Aerosol acidity largely regulates the chemistry of atmospheric particles, and resolving the drivers of aerosol pH is key to understanding their environmental effects. We find that an individual buffering agent can adopt different buffer pH values in aerosols and that aerosol pH levels in populated continental regions are widely buffered by the conjugate acid-base pair NH4+/NH3 (ammonium/ammonia). We propose a multiphase buffer theory to explain these large shifts of buffer pH, and we show that aerosol water content and mass concentration play a more important role in determining aerosol pH in ammonia-buffered regions than variations in particle chemical composition. Our results imply that aerosol pH and atmospheric multiphase chemistry are strongly affected by the pervasive human influence on ammonia emissions and the nitrogen cycle in the Anthropocene.
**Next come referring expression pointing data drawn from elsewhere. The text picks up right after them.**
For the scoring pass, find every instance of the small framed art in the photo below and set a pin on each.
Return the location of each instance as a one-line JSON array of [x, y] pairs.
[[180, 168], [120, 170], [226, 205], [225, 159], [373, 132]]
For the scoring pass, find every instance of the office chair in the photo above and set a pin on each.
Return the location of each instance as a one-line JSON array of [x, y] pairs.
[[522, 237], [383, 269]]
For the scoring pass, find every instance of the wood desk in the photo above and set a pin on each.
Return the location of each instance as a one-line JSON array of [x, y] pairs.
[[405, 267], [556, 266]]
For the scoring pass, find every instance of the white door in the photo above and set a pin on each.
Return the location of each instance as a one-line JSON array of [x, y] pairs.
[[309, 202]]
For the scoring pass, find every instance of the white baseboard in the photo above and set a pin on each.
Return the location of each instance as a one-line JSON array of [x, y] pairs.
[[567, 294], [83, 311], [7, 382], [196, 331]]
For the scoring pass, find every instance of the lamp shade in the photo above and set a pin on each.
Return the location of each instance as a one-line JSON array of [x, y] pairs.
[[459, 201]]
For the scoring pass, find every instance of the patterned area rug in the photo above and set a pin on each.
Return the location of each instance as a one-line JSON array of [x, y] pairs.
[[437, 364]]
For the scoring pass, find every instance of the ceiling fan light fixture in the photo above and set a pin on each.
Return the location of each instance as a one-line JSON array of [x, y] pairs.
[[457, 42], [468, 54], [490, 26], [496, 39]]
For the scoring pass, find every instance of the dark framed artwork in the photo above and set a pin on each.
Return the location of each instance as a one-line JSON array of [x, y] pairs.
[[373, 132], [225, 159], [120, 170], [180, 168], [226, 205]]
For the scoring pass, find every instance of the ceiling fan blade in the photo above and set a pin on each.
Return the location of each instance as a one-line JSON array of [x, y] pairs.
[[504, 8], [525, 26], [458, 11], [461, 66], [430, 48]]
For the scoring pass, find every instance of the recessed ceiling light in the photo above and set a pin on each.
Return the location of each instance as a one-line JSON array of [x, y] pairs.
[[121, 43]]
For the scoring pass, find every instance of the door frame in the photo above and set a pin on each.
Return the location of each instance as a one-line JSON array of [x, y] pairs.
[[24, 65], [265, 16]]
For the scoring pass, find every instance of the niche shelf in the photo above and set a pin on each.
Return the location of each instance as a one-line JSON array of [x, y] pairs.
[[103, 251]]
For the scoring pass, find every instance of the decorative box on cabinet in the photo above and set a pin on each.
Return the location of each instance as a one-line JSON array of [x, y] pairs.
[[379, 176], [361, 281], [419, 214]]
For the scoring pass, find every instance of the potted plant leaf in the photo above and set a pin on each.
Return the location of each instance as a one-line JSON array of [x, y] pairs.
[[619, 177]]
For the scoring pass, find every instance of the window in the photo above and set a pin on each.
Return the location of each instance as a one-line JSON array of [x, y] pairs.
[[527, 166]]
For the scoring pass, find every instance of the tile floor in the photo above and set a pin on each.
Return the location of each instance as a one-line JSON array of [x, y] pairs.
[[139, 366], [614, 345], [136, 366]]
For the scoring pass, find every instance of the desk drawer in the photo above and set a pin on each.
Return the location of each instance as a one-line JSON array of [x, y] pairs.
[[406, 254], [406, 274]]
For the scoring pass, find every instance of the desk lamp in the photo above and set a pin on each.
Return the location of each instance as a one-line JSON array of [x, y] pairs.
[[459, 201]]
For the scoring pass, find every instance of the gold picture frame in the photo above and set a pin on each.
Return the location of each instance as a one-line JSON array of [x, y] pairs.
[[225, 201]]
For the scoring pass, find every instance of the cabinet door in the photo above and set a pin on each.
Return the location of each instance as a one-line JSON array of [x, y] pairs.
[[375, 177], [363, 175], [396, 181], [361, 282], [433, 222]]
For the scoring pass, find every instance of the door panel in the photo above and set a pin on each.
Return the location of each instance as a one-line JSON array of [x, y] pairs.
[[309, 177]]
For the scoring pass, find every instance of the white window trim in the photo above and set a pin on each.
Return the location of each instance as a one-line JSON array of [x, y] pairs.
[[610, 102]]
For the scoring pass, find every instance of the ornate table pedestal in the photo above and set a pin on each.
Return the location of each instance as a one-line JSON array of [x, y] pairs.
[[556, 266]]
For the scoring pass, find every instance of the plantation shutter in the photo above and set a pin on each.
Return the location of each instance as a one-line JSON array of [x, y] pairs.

Soil-atmosphere interactions influence atmospheric chemistry: Su and Cheng et al., Soil Nitrite as a Source of Atmospheric HONO and OH Radicals. Science 2011.
Hydroxyl radicals (OH) are a key species in atmospheric photochemistry. In the lower atmosphere, up to ~30% of the primary OH radical production is attributed to the photolysis of nitrous acid (HONO), and field observations suggest a large missing source of HONO. We show that soil nitrite can release HONO and explain the reported strength and diurnal variation of the missing source. Fertilized soils with low pH appear to be particularly strong sources of HONO and OH. Thus, agricultural activities and land-use changes may strongly influence the oxidizing capacity of the atmosphere. Because of the widespread occurrence of nitrite-producing microbes, the release of HONO from soil may also be important in natural environments, including forests and boreal regions.